Concepts
Embeddings
Supported embedding providers and models for vector search.
bigRAG supports multiple embedding providers. Each collection can use a different provider and model.
Supported Models
| Provider | Model | Dimensions | Notes |
|---|---|---|---|
| OpenAI | text-embedding-3-small | 1536 | Default model |
| OpenAI | text-embedding-3-large | 3072 | Best quality (OpenAI) |
| Cohere | embed-english-v3.0 | 1024 | English-optimized |
| Cohere | embed-multilingual-v3.0 | 1024 | Multilingual support |
| Cohere | embed-english-light-v3.0 | 384 | Lightweight English model |
| Cohere | embed-multilingual-light-v3.0 | 384 | Lightweight multilingual model |
Listing Available Models
curl http://localhost:6100/v1/embeddings/models \
-H "Authorization: Bearer $BIGRAG_API_SECRET"Returns all available embedding models with their dimensions and descriptions.

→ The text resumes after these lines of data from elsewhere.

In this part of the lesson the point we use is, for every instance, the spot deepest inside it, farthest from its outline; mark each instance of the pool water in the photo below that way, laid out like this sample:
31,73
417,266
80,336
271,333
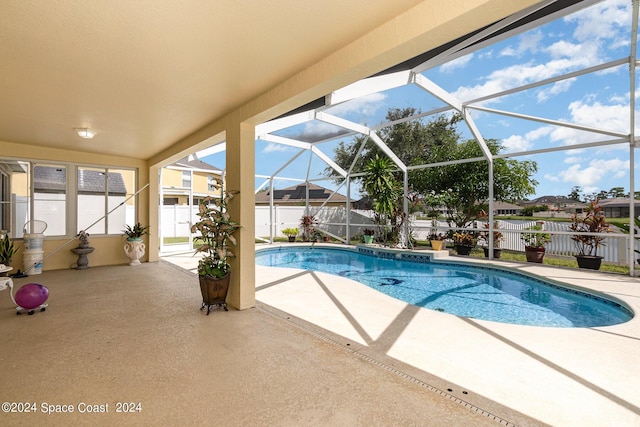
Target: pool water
475,292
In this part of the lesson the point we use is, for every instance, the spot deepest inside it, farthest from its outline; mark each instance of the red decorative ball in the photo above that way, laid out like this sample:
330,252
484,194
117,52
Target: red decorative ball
31,295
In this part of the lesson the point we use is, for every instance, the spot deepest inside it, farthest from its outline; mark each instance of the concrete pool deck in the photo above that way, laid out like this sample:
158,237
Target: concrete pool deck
555,376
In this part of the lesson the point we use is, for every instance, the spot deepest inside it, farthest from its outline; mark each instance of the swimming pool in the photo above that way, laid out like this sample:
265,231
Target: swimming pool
468,291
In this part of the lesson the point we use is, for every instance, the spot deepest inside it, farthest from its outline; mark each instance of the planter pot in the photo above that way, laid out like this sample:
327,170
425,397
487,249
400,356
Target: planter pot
437,245
589,262
463,249
214,291
134,250
496,252
534,254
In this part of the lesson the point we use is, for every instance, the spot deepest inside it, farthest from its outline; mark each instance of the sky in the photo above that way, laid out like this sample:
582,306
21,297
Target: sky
599,100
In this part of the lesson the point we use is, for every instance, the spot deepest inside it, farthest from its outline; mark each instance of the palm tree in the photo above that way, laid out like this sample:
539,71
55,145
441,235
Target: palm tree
383,189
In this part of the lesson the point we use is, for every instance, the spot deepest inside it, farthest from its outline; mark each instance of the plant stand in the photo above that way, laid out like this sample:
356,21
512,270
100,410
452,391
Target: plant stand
437,245
589,262
534,254
83,261
463,249
496,252
214,292
134,250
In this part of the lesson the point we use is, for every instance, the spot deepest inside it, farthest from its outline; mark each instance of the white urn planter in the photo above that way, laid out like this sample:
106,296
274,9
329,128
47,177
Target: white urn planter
134,250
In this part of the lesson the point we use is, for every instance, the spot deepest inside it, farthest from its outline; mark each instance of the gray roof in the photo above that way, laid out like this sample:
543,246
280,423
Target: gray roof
195,164
49,179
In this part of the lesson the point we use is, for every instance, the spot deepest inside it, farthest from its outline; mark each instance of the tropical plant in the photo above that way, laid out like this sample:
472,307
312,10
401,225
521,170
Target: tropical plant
290,232
464,239
216,234
537,239
368,232
592,222
498,237
308,224
136,231
385,192
7,249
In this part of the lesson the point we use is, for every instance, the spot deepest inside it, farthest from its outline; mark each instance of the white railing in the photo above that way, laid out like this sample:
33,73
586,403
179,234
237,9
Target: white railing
614,250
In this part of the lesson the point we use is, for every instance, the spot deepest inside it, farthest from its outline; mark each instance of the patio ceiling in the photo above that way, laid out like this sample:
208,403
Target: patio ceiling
144,74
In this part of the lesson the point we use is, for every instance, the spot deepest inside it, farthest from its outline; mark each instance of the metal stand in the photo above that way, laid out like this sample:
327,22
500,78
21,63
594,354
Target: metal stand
210,306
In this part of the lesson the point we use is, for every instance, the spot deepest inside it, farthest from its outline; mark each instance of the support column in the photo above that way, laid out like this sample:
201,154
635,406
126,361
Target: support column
152,207
241,177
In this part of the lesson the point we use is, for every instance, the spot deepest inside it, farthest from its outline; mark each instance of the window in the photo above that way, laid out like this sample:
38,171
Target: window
50,198
101,200
186,179
211,183
67,197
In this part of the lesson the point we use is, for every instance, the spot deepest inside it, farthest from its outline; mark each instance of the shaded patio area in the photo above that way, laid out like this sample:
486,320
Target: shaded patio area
556,376
136,334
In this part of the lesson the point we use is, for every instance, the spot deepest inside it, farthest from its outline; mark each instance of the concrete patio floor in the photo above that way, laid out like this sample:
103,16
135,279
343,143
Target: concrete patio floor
555,376
133,337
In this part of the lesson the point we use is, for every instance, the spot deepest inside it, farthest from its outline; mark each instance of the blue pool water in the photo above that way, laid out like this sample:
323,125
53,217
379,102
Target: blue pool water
476,292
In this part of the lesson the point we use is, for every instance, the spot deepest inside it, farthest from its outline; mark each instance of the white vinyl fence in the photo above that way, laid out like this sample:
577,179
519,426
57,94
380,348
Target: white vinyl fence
176,222
615,249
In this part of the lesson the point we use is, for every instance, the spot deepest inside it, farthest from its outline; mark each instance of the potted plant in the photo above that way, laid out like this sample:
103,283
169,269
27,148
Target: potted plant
7,251
134,247
368,235
464,242
498,237
216,234
437,240
291,233
308,224
587,245
534,243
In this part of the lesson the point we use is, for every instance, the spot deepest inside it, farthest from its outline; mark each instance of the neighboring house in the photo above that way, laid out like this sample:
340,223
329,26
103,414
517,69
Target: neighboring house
504,208
618,207
296,196
557,204
189,177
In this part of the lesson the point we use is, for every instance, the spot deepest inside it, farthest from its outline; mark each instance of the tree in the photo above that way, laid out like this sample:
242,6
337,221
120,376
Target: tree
386,194
576,193
411,141
617,192
467,184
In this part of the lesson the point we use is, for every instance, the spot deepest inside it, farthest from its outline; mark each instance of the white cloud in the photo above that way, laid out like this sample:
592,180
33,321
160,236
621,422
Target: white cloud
516,143
362,106
530,41
592,174
574,159
555,89
596,115
456,64
598,29
273,148
604,20
508,51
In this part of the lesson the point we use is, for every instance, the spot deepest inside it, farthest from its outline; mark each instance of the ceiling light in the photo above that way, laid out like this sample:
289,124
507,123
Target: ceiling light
85,133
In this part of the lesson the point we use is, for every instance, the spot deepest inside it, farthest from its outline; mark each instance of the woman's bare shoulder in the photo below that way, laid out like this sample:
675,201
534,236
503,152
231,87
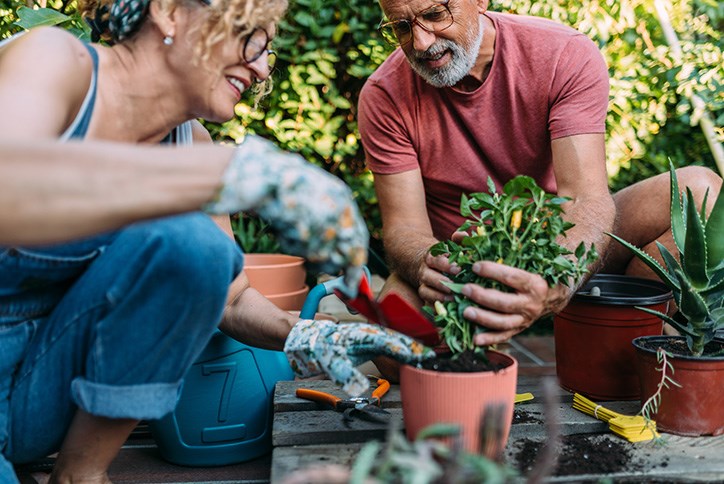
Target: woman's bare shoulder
47,46
44,77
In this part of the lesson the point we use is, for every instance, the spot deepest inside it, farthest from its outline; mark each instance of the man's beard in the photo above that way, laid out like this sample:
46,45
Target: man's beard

Configuring per Collection
Embedding configuration is set when creating a collection. Each collection can use a different provider and model.
OpenAI
curl -X POST http://localhost:6100/v1/collections \
-H "Authorization: Bearer $BIGRAG_API_SECRET" \
-H "Content-Type: application/json" \
-d '{
"name": "openai_collection",
"embedding_provider": "openai",
"embedding_model": "text-embedding-3-small",
"embedding_api_key": "sk-...",
"dimension": 1536
}'Cohere
curl -X POST http://localhost:6100/v1/collections \
-H "Authorization: Bearer $BIGRAG_API_SECRET" \
-H "Content-Type: application/json" \
-d '{
"name": "cohere_collection",
"embedding_provider": "cohere",
"embedding_model": "embed-english-v3.0",
"embedding_api_key": "your-cohere-api-key",
"dimension": 1024
}'How Embedding Works
- When a document is processed, its text is split into chunks
- Each chunk is sent to the configured embedding provider's API
- The resulting vector is stored in Milvus alongside the chunk text
- Queries are embedded using the same model for consistent similarity comparison
Concurrency
Embedding requests are rate-limited by a semaphore to avoid overwhelming the provider API. Configure the concurrency limit:
BIGRAG_EMBEDDING_CONCURRENCY=8 # Max concurrent embedding requests (default)The embedding model and dimension cannot be changed after a collection is created. All documents in a collection must use the same embedding model for consistent vector search.